Young J B, Naftel D C, Bourge R C, Kirklin J K, Clemson B S, Porter C B, Rodeheffer R J, Kenzora J L
Cardiac Transplant Research Database Center, University of Alabama at Birmingham.
J Heart Lung Transplant. 1994 May-Jun;13(3):353-64; discussion 364-5.
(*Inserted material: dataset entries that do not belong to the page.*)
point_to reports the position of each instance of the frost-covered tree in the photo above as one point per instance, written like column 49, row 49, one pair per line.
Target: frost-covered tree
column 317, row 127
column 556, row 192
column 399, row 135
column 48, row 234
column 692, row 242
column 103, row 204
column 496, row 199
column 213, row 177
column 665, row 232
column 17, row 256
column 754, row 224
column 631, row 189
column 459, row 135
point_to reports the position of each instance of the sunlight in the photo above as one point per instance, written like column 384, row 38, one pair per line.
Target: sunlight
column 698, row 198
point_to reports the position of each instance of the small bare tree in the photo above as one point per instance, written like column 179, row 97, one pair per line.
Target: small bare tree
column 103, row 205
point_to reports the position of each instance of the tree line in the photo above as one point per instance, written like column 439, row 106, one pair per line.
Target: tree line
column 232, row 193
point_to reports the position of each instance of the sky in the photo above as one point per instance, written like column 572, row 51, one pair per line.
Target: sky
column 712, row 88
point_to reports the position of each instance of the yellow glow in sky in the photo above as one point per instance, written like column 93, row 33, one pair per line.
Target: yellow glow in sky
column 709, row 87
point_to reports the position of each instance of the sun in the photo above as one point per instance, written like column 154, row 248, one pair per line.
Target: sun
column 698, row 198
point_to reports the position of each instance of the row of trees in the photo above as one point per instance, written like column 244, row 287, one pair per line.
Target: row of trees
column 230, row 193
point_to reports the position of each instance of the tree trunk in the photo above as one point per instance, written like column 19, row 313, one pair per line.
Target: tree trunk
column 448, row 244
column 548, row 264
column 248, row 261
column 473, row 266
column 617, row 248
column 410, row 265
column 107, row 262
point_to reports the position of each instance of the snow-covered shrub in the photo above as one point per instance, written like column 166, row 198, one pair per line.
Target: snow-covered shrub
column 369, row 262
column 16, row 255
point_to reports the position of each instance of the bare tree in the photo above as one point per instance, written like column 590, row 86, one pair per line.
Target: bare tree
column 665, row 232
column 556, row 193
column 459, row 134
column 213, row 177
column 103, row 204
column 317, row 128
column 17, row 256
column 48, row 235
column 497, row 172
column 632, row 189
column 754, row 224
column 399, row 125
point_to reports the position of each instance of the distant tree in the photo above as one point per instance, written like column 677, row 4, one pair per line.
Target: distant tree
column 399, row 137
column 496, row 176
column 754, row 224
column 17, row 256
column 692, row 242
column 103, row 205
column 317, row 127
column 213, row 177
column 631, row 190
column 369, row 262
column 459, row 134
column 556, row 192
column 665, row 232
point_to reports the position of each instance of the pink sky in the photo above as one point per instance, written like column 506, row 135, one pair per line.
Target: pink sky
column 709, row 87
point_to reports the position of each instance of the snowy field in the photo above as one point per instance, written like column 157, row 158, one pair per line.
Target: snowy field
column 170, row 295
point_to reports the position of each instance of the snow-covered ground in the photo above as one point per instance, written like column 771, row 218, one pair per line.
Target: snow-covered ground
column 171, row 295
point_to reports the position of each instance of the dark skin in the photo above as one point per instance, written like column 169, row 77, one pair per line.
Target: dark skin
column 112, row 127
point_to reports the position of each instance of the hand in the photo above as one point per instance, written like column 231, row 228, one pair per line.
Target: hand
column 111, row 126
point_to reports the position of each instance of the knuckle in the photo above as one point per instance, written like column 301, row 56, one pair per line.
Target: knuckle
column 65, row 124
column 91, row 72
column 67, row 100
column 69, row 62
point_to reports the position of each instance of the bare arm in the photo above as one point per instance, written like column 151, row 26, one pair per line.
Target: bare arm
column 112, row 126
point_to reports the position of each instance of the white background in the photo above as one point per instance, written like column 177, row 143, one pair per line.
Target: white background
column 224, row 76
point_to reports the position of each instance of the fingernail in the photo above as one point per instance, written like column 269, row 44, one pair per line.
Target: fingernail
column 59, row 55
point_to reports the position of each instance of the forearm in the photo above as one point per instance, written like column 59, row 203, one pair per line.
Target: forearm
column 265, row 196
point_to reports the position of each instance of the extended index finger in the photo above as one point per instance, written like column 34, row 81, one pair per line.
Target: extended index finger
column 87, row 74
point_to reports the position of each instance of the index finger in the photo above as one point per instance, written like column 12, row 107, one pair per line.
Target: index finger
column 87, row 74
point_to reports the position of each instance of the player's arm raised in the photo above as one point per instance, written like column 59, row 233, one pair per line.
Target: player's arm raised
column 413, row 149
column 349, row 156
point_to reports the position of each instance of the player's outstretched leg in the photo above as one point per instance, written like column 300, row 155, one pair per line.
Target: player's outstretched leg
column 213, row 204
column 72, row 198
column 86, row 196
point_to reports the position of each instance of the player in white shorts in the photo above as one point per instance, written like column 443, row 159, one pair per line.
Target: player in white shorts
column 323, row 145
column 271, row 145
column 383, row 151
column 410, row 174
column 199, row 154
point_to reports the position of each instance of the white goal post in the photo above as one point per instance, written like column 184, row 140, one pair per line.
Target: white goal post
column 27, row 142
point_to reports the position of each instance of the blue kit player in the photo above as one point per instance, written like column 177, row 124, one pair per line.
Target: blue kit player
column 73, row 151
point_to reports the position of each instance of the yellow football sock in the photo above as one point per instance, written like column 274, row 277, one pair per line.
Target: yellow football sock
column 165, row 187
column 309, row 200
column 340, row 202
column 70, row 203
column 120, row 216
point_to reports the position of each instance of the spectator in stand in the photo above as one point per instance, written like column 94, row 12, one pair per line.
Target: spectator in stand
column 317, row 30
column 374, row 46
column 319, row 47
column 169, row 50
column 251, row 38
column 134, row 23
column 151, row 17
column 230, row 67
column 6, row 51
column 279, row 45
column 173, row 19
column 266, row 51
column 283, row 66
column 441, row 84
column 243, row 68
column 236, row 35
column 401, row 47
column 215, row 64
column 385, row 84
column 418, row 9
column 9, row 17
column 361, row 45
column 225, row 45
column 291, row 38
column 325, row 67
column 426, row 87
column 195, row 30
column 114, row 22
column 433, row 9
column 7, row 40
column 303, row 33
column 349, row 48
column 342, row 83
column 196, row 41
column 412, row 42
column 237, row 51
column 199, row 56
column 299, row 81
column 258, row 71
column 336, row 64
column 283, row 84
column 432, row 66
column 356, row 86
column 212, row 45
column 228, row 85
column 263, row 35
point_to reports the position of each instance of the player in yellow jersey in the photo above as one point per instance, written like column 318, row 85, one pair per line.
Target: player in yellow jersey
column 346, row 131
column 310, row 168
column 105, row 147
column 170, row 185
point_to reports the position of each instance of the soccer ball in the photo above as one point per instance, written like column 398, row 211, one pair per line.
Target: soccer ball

Little information is available regarding donor-specific parameters that predict success or failure after heart transplantation. Furthermore, with increasing numbers of patients awaiting heart transplantation, there is tremendous pressure to expand the donor pool by stretching the margins of donor acceptability. To gain insight into donor-related and donor-recipient interrelated predictors of death after transplantation, 1719 consecutive primary transplantations performed at 27 institutions between Jan. 1, 1990, and June 30, 1992, were analyzed. Mean follow-up of survivors was 13.9 months, and actuarial survival was 85% at 1 year. By multivariable analysis, risk factors for death included younger recipient age (p = 0.006), older recipient age (p = 0.0005), ventilator support at time of transplantation (p = 0.0006), higher pulmonary vascular resistance (p = 0.02), older donor age (p < 0.0001), smaller donor body surface area (female donor heart placed into larger male patient) (p = 0.003), greater donor inotropic support (p = 0.01), donor diabetes mellitus (p = 0.01), longer ischemic time (p = 0.0003), diffuse donor heart wall motion abnormalities by echocardiography (p = 0.06), and, for pediatric donors, death from causes other than closed head trauma (p = 0.02). The overall 30-day mortality rate was 7% but increased to 11% when donor age exceeded 50 years and was 12% when inotropic support exceeded 20 micrograms/kg/min dopamine plus dobutamine and 22% with diffuse echocardiographic wall motion abnormalities. The interaction of donor risk factors was such that the heart of a smaller female donor given high-dose inotropes placed into a larger male recipient produced a predicted 30-day mortality rate of 26% and the heart of a 25-year-old male donor given high-dose inotropes with diffuse echocardiographic wall motion abnormalities transplanted into a 50-year-old male recipient led to a predicted 30-day mortality rate of 17%. This analysis supports cautious extension of criteria for donor acceptance but with an anticipated greater risk in the presence of diffuse echocardiographic wall motion abnormalities and long anticipated ischemic time, particularly in older donors given inotropic support.
关于预测心脏移植术后成败的供体特异性参数,目前所知信息甚少。此外,随着等待心脏移植的患者数量不断增加,通过放宽供体可接受范围来扩大供体库面临着巨大压力。为深入了解移植后死亡的供体相关及供体 - 受体相关预测因素,对1990年1月1日至1992年6月30日期间在27家机构进行的1719例连续初次移植进行了分析。存活者的平均随访时间为13.9个月,1年时的精算生存率为85%。通过多变量分析,死亡的危险因素包括受体年龄较小(p = 0.006)、受体年龄较大(p = 0.0005)、移植时使用呼吸机支持(p = 0.0006)、肺血管阻力较高(p = 0.02)、供体年龄较大(p < 0.0001)、供体体表面积较小(女性供体心脏植入较大男性患者体内)(p = 0.003)、供体更强的正性肌力支持(p = 0.01)、供体患有糖尿病(p = 0.01)、缺血时间较长(p = 0.0003)以及超声心动图显示供体心脏壁运动弥漫性异常(p = 0.06),对于儿科供体,死于非闭合性颅脑外伤以外的原因(p = 0.02)。总体30天死亡率为7%,但当供体年龄超过50岁时升至11%,当正性肌力支持超过20微克/千克/分钟多巴胺加多巴酚丁胺时为12%,超声心动图显示壁运动弥漫性异常时为22%。供体危险因素之间的相互作用使得将接受高剂量正性肌力药物治疗的较小女性供体的心脏植入较大男性受体体内时,预测的30天死亡率为26%,而将接受高剂量正性肌力药物治疗且超声心动图显示壁运动弥漫性异常的25岁男性供体的心脏移植到50岁男性受体体内时,预测的30天死亡率为17%。该分析支持谨慎放宽供体接受标准,但在超声心动图显示壁运动弥漫性异常和预计缺血时间较长时,尤其是在接受正性肌力支持的老年供体中,预期风险会更大。